Elvis Simcock and Simon Rodenhurst entered from the garden.
‘I bet you fifty pounds you never make it as a philosopher,’ Simon was saying. ‘I mean, who ever heard of a famous philosopher called Elvis?’
Elvis didn’t mean to knock Simon out, just to give him a good, hearty biff. But the rising young estate agent, who had also drunk rather more than he should have, fell backwards across the buffet table. He caught his head on the edge of a large plate, which jerked up into the air. Simon Rodenhurst, of Trellis, Trellis, Openshaw and Finch, slid slowly onto the ground, the upturned plate crashed onto his forehead, and a shower of tuna fish vol-au-vents descended on his inert body.
Rita fainted.
The immaculate Neville Badger entered, complete with hat, and gazed at the scene with eyes that saw nothing.
‘I’m off now,’ he said. ‘Goodbye, and thank you. Sorry if I … it was just too soon. I just couldn’t cope with the sight of so many people enjoying themselves.’
Second Do
October:
The Dentists’ Dinner Dance
Laurence Rodenhurst felt that it was rather vulgar of a three-star hotel to decorate the walls of its bars with signed photographs of celebrities. He appeared to be looking with extreme disfavour on the smiling face of Terry Wogan, who had signed his picture with the message ‘Super nosh. Pity about the flab. Love – Tel’. But Laurence’s expression might equally have been because he was talking to Larry Benson, of fitted kitchen fame.

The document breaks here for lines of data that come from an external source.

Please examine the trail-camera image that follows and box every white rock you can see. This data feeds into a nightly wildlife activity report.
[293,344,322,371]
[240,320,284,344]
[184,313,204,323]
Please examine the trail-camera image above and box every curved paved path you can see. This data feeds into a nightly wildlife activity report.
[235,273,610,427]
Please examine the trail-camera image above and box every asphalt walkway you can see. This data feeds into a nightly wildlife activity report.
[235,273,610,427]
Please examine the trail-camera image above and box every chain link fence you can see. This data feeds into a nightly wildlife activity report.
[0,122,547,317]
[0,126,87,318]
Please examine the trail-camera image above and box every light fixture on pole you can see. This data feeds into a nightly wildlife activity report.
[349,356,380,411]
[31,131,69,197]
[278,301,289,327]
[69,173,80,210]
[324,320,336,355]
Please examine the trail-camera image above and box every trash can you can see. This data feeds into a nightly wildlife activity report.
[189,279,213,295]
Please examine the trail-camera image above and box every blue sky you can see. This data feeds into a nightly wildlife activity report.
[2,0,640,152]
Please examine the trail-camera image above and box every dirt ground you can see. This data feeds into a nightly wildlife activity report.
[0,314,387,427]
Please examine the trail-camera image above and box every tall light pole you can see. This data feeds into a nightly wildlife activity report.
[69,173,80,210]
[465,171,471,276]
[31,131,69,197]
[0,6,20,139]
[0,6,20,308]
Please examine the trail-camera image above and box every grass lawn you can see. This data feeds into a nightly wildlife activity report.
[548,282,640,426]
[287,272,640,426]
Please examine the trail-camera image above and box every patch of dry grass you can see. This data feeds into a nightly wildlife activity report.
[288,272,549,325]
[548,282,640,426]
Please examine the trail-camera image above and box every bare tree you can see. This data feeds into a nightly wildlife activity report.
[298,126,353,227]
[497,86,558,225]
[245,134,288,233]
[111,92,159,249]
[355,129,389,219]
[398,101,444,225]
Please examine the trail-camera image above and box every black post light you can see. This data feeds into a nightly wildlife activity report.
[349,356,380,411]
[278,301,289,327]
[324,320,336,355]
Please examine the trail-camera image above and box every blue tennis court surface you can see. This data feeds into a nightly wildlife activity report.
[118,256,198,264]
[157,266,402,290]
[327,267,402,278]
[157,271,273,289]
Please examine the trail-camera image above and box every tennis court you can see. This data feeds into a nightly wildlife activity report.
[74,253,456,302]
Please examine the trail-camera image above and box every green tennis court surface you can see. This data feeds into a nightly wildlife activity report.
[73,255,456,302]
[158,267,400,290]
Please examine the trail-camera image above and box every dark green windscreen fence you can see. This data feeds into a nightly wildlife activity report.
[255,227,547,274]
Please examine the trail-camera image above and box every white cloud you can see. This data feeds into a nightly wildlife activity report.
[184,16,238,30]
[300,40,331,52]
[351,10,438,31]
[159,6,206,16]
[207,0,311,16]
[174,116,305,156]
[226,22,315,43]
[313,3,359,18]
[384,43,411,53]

The Angel Hotel stood in Westgate, which sloped gently away from the abbey church towards the westerly loop of the Gadd. Seven building societies, four shoe shops and the great concrete frontage of the Whincliff Shopping Centre had replaced its old town houses. Only the Angel’s long, peeling facade remained to recall the street’s Georgian heyday.